Catching carpool culprits
The Champlain Bridge between Ottawa and Gatineau is a mile long and three lanes wide (not including bike lanes). The middle lane is a reversible lane that follows the flow of rush hour traffic: southbound from midnight to noon, northbound from noon to midnight. It’s also a high-capacity lane, limited only to buses (the STO runs two rush-hour buses across the bridge), taxis and cars with more than two occupants. (It’s also closed to commercial traffic.)
Even so, many single-occupant vehicles take the centre lane — my guess is around half the traffic in the lane is breaking the rules. But I wondered how the two-occupant rule could be enforced: how the hell do the cops pull over traffic in the centre lane in the middle of a bridge during rush hour? (Bridge traffic is normally insane: we frequently have to wait half an hour along Lucerne Boulevard just to get on the bridge.)

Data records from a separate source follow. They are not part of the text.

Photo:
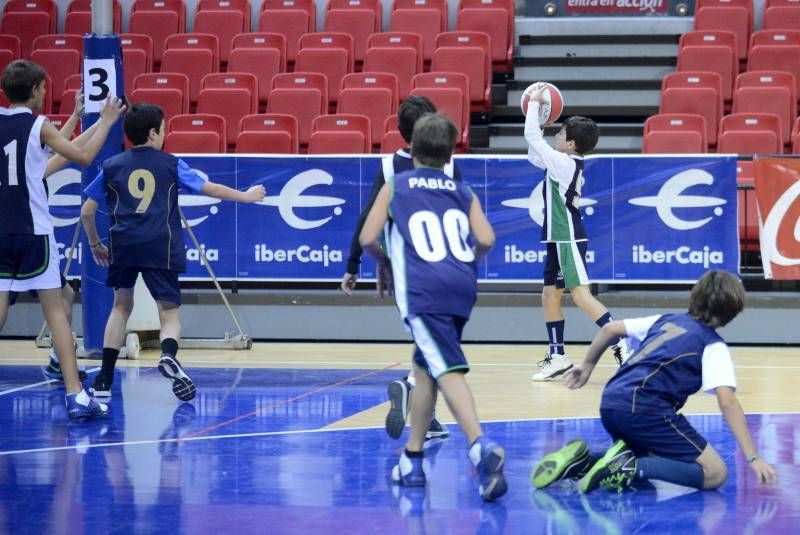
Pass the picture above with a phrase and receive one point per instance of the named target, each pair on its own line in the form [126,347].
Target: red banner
[778,196]
[615,7]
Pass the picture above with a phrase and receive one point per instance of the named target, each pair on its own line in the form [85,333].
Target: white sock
[82,397]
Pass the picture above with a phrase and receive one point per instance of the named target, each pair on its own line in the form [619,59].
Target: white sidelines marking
[40,383]
[309,431]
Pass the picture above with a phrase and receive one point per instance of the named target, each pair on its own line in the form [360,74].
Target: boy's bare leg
[114,335]
[54,313]
[590,305]
[3,309]
[551,303]
[422,403]
[459,398]
[169,314]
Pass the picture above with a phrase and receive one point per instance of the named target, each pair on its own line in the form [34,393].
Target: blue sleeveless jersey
[665,370]
[141,188]
[429,244]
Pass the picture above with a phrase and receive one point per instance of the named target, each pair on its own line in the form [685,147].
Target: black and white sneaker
[436,430]
[399,392]
[182,386]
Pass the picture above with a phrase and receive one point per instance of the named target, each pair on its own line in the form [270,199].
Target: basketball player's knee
[714,475]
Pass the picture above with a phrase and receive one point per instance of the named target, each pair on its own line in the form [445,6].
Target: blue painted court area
[248,456]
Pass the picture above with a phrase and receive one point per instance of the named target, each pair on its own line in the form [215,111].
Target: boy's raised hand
[112,109]
[765,472]
[255,193]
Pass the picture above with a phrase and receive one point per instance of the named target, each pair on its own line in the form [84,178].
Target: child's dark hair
[717,298]
[433,140]
[19,79]
[409,112]
[140,119]
[583,131]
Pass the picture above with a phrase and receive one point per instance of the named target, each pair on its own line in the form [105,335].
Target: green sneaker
[615,470]
[570,462]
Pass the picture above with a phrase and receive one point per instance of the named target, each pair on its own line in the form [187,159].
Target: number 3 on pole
[100,82]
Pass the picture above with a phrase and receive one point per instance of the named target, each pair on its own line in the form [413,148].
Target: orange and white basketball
[551,109]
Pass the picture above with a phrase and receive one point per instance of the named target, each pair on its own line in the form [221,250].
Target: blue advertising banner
[649,219]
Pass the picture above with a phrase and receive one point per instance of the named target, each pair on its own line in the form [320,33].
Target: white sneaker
[551,367]
[621,351]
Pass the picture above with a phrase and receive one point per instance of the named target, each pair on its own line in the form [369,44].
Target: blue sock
[555,333]
[602,320]
[672,471]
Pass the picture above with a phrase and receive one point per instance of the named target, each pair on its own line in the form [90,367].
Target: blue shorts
[438,343]
[565,266]
[162,283]
[670,436]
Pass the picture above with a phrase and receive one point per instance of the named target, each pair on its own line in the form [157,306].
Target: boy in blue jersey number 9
[141,189]
[679,355]
[432,264]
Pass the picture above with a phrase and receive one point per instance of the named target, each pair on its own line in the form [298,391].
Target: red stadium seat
[196,133]
[290,18]
[194,55]
[671,142]
[678,123]
[776,58]
[470,53]
[12,44]
[340,134]
[449,92]
[396,53]
[371,94]
[697,93]
[159,19]
[26,27]
[231,95]
[328,53]
[268,133]
[46,7]
[225,19]
[750,133]
[167,80]
[731,19]
[782,18]
[425,22]
[303,95]
[767,92]
[358,18]
[59,64]
[719,57]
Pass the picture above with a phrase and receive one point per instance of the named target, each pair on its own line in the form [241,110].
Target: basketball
[551,109]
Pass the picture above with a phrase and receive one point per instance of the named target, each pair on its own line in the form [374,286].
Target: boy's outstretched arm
[577,376]
[480,227]
[86,154]
[253,194]
[370,232]
[734,415]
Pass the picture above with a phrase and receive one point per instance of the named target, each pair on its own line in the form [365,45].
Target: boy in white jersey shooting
[679,355]
[432,263]
[28,253]
[562,231]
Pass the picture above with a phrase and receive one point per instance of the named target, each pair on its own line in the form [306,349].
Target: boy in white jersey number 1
[563,230]
[432,264]
[28,253]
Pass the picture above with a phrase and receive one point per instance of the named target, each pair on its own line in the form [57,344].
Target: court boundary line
[40,383]
[308,431]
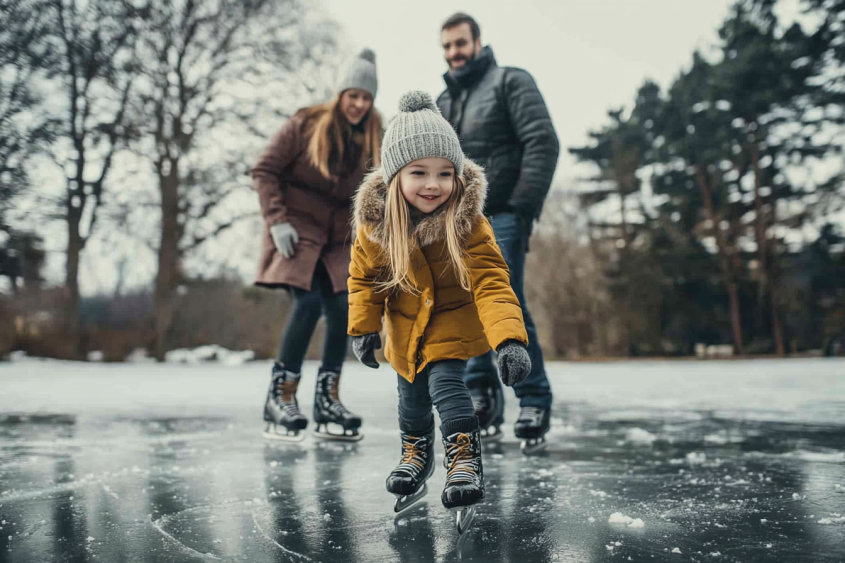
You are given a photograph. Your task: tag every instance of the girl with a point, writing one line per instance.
(305, 180)
(425, 260)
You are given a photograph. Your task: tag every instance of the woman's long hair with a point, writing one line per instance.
(398, 228)
(332, 133)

But the cops — the RCMP in this case, since it’s an interprovincial bridge — do enforce it. This morning I found out how.

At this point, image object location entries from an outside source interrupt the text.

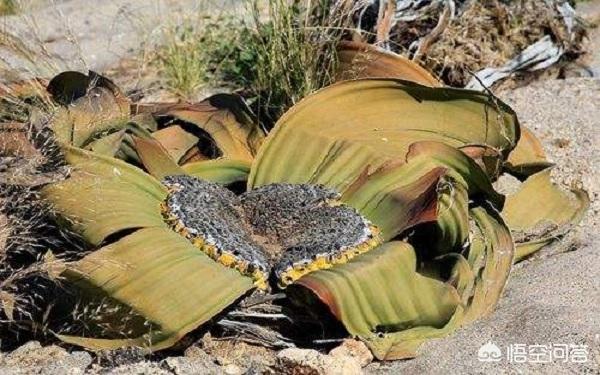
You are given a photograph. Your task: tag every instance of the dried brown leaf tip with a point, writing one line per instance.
(371, 202)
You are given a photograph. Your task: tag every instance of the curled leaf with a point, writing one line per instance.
(540, 212)
(139, 271)
(362, 60)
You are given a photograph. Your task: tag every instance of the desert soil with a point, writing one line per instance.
(551, 299)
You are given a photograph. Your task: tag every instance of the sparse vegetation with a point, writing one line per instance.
(409, 215)
(8, 7)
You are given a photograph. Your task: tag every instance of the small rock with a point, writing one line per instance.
(187, 365)
(308, 361)
(355, 349)
(232, 369)
(34, 358)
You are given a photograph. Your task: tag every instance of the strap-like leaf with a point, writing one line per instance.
(540, 212)
(362, 60)
(380, 293)
(332, 135)
(164, 278)
(224, 118)
(156, 159)
(105, 195)
(222, 171)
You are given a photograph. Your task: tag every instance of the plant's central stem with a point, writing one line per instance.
(282, 231)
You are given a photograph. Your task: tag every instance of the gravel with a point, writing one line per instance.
(554, 298)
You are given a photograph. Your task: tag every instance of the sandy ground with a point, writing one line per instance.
(554, 298)
(84, 34)
(551, 299)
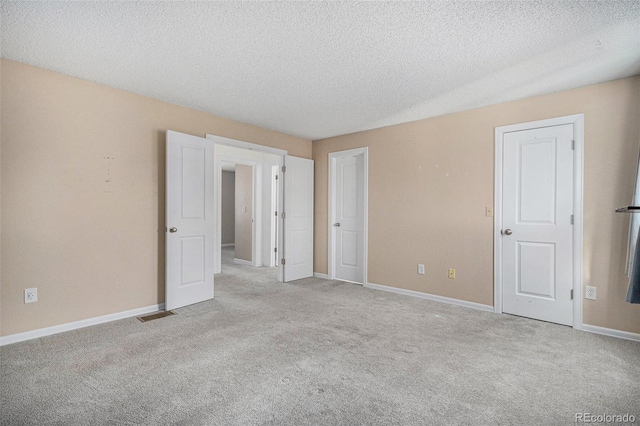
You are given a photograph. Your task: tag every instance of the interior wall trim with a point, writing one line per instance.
(48, 331)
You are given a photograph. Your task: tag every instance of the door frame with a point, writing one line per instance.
(577, 120)
(332, 192)
(256, 224)
(220, 140)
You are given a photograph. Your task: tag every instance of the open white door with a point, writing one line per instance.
(537, 223)
(190, 220)
(298, 222)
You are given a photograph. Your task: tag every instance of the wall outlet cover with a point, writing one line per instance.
(30, 295)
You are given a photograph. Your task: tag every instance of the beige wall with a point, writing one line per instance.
(228, 196)
(244, 213)
(430, 181)
(83, 171)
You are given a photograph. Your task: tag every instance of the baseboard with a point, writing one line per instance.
(48, 331)
(433, 297)
(611, 332)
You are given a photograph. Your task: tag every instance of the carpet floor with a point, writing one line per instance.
(317, 352)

As we moved onto the bridge, we were behind an RCMP cruiser. Traffic ahead of the cop car moved frantically into the right-hand lane. At the mid-point of the bridge — Bate Island — were three cops directing traffic. Miscreants would be directed to the Bate Island roads for their ticket, though I didn’t see this happening as we were waved through.
Interesting — and somewhat of a relief. Traffic pressures on the bridge are severe enough that the half-empty centre lane is just too tempting for solo drivers. It’s bollixed up enough as it is.
I wonder how they do it on the Portage Bridge.